Sowing, Cultivating, Harvesting: A Framework for Jedi Sales

If you’re a “Star Wars” fan, you may know that Luke Skywalker’s adoptive family worked as moisture farmers. The skills that Skywalker learned as a farm boy laid the foundation for his success as a Jedi knight.

Successful business owners and salespeople share Skywalker’s traits. Jedi-caliber sales require a farmer’s mind-set to generate steady pipeline of prospects. Here’s a framework for planting, cultivating and harvesting sales in 2016.

Planting // Visualize your potential prospects by creating a hub-and-spoke relationship diagram. Place a circle with your name as the hub, and identify all of the entities or types of people that you know who might lead you to prospects.
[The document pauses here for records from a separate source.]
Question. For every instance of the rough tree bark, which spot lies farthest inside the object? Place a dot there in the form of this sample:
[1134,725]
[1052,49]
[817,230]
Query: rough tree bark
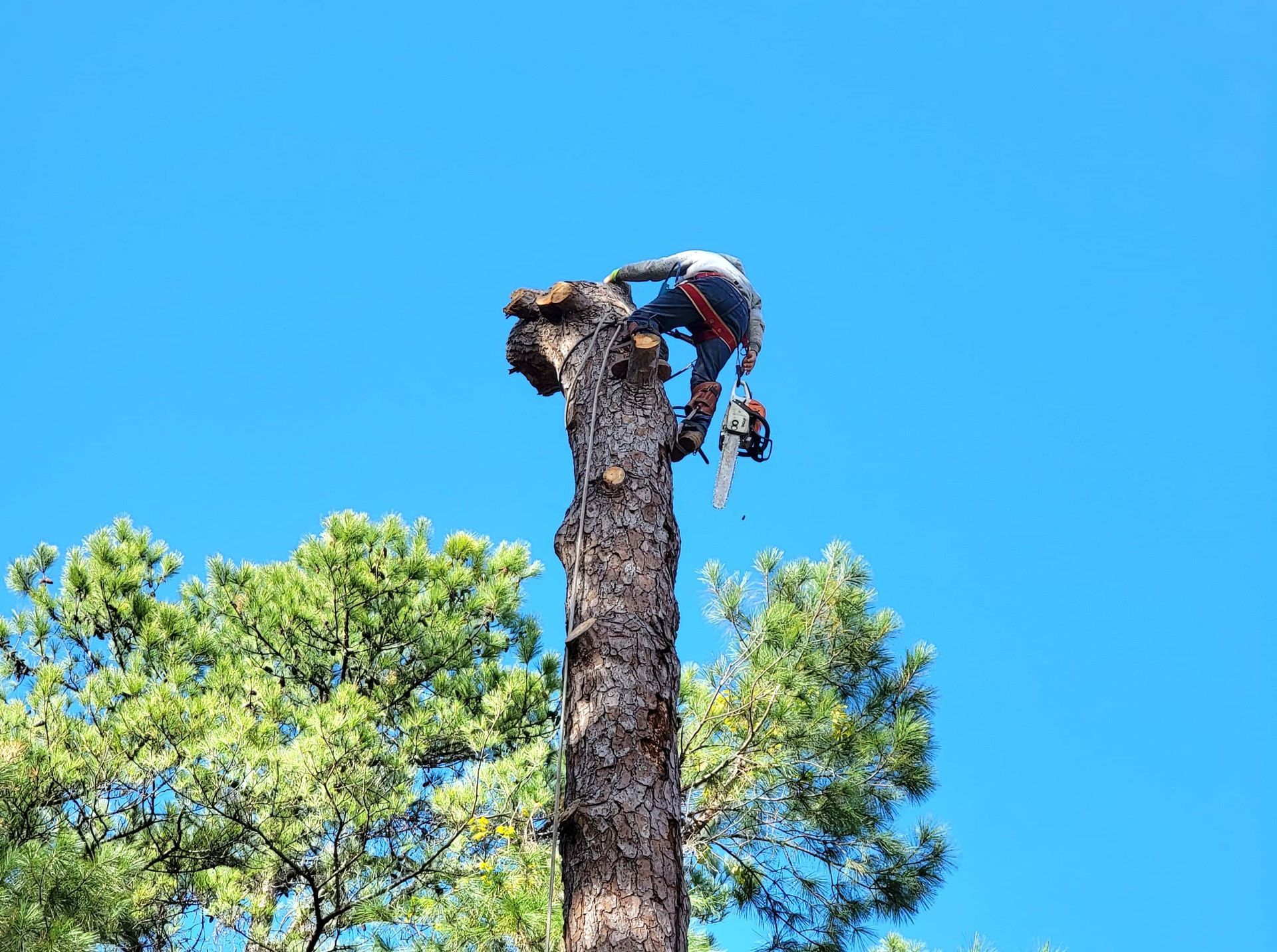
[621,832]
There are many options available online for developing a diagram; here’s a starter example:

Generate additional offshoots for each spoke, using the following questions:

  • Whom do I know who could be a prospect or who could introduce me to prospects?
  • What events or meetings do they attend that I could attend?
  • Who else should I be talking to?

Cultivating // Chances are that you have a stack of business cards from prospects you met and intended to reconnect with after an initial meeting. Sending a New Year card in January is a thoughtful and inexpensive way to reconnect.

Year-round, you can reconnect with a handwritten note or by email. Think about the conversation you had, and draft a message that incorporates the follow up you’d like to initiate. Here’s a template:

It was good to meet you at the IOGA meeting recently. I enjoyed comparing notes about (business topic) with you, and also appreciated our conversation about (personal interest). It’s always a pleasure to meet a like-minded enthusiast!

I’d enjoy continuing our conversation. Are you available for coffee over the next few weeks? Please let me know some dates and times that can work. I look forward to reconnecting with you.

Harvesting // Review your prospects’ harvesting potential by asking the following questions:

  • What’s preventing me from asking for the sale? What do I need to do to change that?
  • Are there other influencers or decision-makers I haven’t met? Have I asked my prospect, “Who else should I be talking to?”

Your answers will reveal open-ended questions to ask your prospect. Listen for buying signals or conditions, which can help you to frame a trial close. Two ways to frame a trial close are:

  • “If I could (specific action or condition), would that be beneficial for you?”
  • “If I can provide a (solution, answer, option) that will work for you, are you interested in moving forward?”

Like the box office receipts for “Star Wars,” the payout for planting, cultivating and harvesting your prospects in 2016 can be stellar Jedi sales.